Elke Krystufek folgt in ihrer neuen Videoarbeit einem unbekannten Ziel. Start der Reise ist die Insel Bora Bora, auf der Friedrich Wilhelm Murnau seinen letzten Film Tabu gedreht hat, die aber aufgrund des dort ausgebrochenen Denguefiebers nicht besucht wird. Da die Produktionszeit knapp ist, wird eine der Europa am nächsten gelegene Inseln der Südsee, die Inselgruppe Palau, die auch Max Pechstein 1914 besuchte, das Ersatzreiseziel. Aufgrund der riesigen Budgetlöcher in der kestnergesellschaft fällt der Videoschnitt aber dem Geldmangel zum Opfer. Aus Unabhängigkeitsbestrebungen- die Insel Palau wurde z.B. erst 1994 unabhängig- verzichtet die KünstlerIn auf Förderung des Videoprojekts durch ihre Partnergalerien und beginnt sich stattdessen mit den männlichen Machtverhaltenssymptomen innerhalb der kestnergesellschaft auseinanderzusetzen. Die Videoarbeit-ursprünglich „SÜDSEE NORDSEE- das Meer der Körperflüssigkeiten“, dann später einfach „Palau“ betitelt, wird nunmehr in „Palau 1-below the male belt „ umbenannt. Krystufek beginnt sich für die obskuren Vorgänge unterhalb der männlichen Gürtellinie zu interessieren, so da sind: Begehren, Frustration, Eindruck schinden, Verstecken. Männer werden von ihrer Sexualität gesteuert, nicht umgekehrt, meint sie. Dies versucht sie in Videosprache umzusetzen. Ob es ihr gelungen ist, werden nur Sie, liebes Publikum, beurteilen können.

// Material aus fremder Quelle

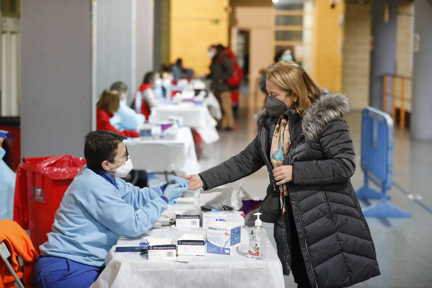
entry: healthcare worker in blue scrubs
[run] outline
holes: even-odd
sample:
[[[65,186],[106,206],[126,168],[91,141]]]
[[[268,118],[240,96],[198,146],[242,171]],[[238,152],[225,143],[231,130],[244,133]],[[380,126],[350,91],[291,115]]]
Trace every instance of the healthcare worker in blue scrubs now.
[[[133,167],[125,139],[105,130],[86,136],[87,164],[67,190],[53,231],[40,247],[32,279],[36,288],[89,287],[119,235],[143,234],[158,221],[169,200],[187,190],[189,182],[179,177],[142,189],[121,179]]]
[[[127,86],[121,81],[118,81],[111,85],[111,89],[118,92],[120,103],[118,110],[114,113],[114,116],[109,118],[110,123],[120,131],[139,129],[144,124],[146,117],[127,106],[127,101],[129,93]]]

Allerdings ist LESS MALE ART in erster Linie eine Malereiausstellung einer Malerin- zu 90% auf Basis von photographischen Abbildungen von Männern hergestellt. Wie aber diese Pinselstriche der Presse erklären?
Wie den Unterschied ausdifferenzieren zwischen den Tafelbildern der Künstlerin und der von den HausarbeiterInnen hergestellten Wandmalerei? Eine Malerei ist ein email ist ein Film. Oder vielleicht nur eine Liebeserklärung an die Zukunft.
Mit dieser Ausstellung führt die kestnergesellschaft ihr Interesse an auch etwas spezielleren feministischen KünstlerInnenpositionen fort. Seit Gründung wurde einigen wenigen namhaften Künstlerinnen wie etwa Louise Bourgeois, Cindy Sherman und Maria Lassnig mutige Einzelausstellungen gewidmet. Ob die kestnergesellschaft nach der Elke Krystufek Ausstellung etwas vorsichtiger mit feministischen Positionen umgehen wird, steht noch in den Sternen.